= Dewan Abdul Basith =

Bangladeshi lawyer

Dewan Abdul Basith Choudhury (দেওয়ান আবদুল বাছিত চৌধুরী) was a Bangladeshi lawyer, who was legislative leader of the East Pakistan Provincial Assembly and provincial minister of East Pakistan.

== Biography ==
Basith was born on 11 October 1911 in Sylhet District of the Eastern Bengal and Assam, British India, into the family of politician Khan Bahadur Dewan Abdul Hamid Choudhury. After completing his undergraduate studies at the University of Calcutta in 1936, he studied law at the University of Dhaka. In 1937, he was made a member of the South Sylhet Local Board of the Assam Provincial Muslim League (APML), a position he held until 1944. In 1938, he became the organizing secretary of the All India Muslim Students Federation.
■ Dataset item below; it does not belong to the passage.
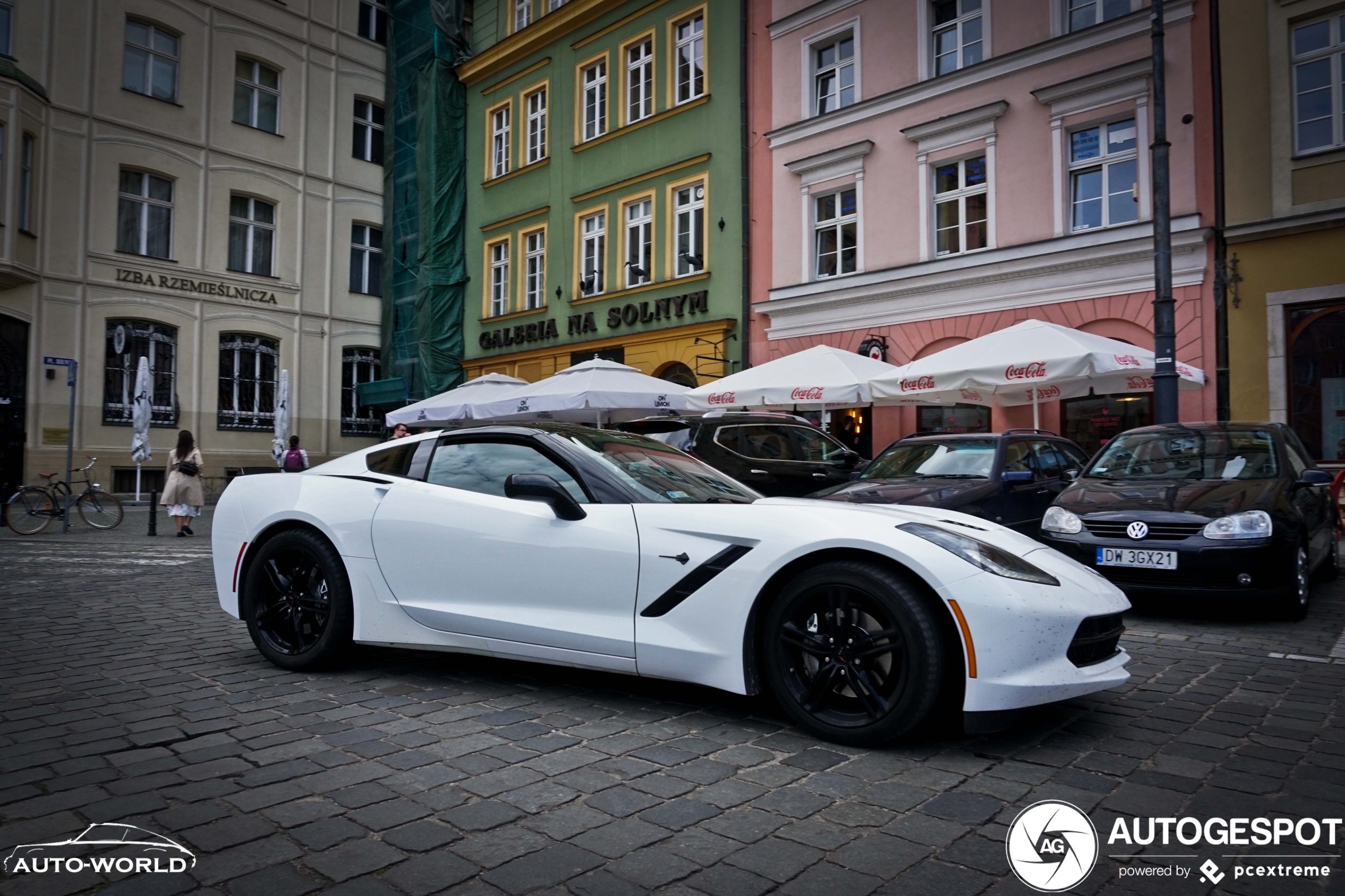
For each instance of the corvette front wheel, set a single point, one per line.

In his early life, he was active as a member of the APML and led the Moulvibazar Subdivisional Muslim League. In 1940, he was appointed an honorary magistrate by the Assamese government. Three years later, he became the assistant secretary of the APML. The following year, he was elected general secretary of the APML and a councillor of the All-India Muslim League (AIML). He was also elected a member of the Central Legislative Assembly the same year as a party nominee. In 1946, he became a member of the Assam Legislative Assembly. In 1947, during the Sylhet referendum, he served as chairman of the subdivisional referendum committee.
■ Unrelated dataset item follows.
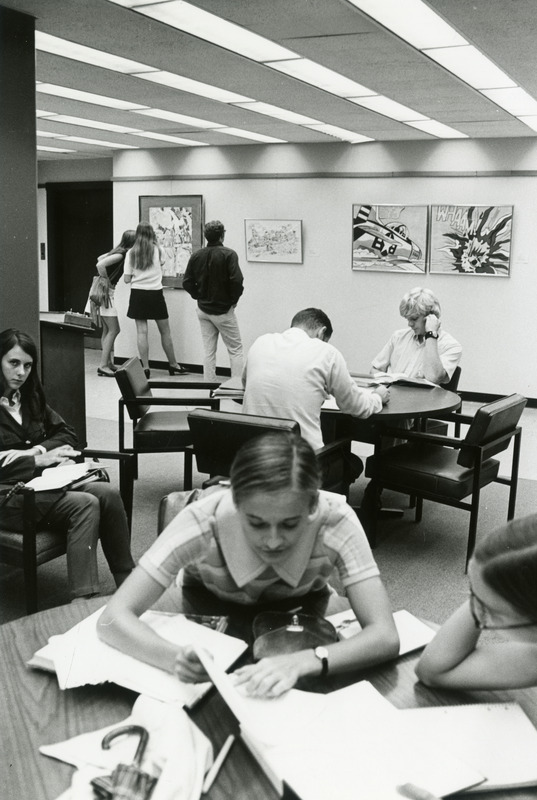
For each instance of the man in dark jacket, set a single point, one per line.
(213, 278)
In the same year, after the independence of Pakistan, he became a member of the East Bengal Legislative Assembly. During this period, he also served as a member of the working committee of the East Pakistan Provincial Muslim League (EPPML) and as a councillor of the Pakistan Muslim League (PML). In 1950, when Muslim refugees from the Indian states of Tripura and Assam took shelter in the Pakistani province of East Bengal, the EPPML formed a relief committee, of which he was the chairman. His tenure as a member of the legislative assembly ended before the 1954 provincial election. In 1965, he was nominated as a member of the central parliamentary board of the Convention Muslim League (PMLC). In the same year, he was appointed Minister of Commerce and Industry of East Pakistan as a member of the Second Monem ministry. He was also made the leader of the East Pakistan Provincial Assembly. In 1971, during the Bangladesh Liberation War, he joined the pro-Pakistani organization East Pakistan Central Peace Committee. Basith died in 1988. His younger son, Dewan Shamim Afzal Chowdhury, is an independent politician.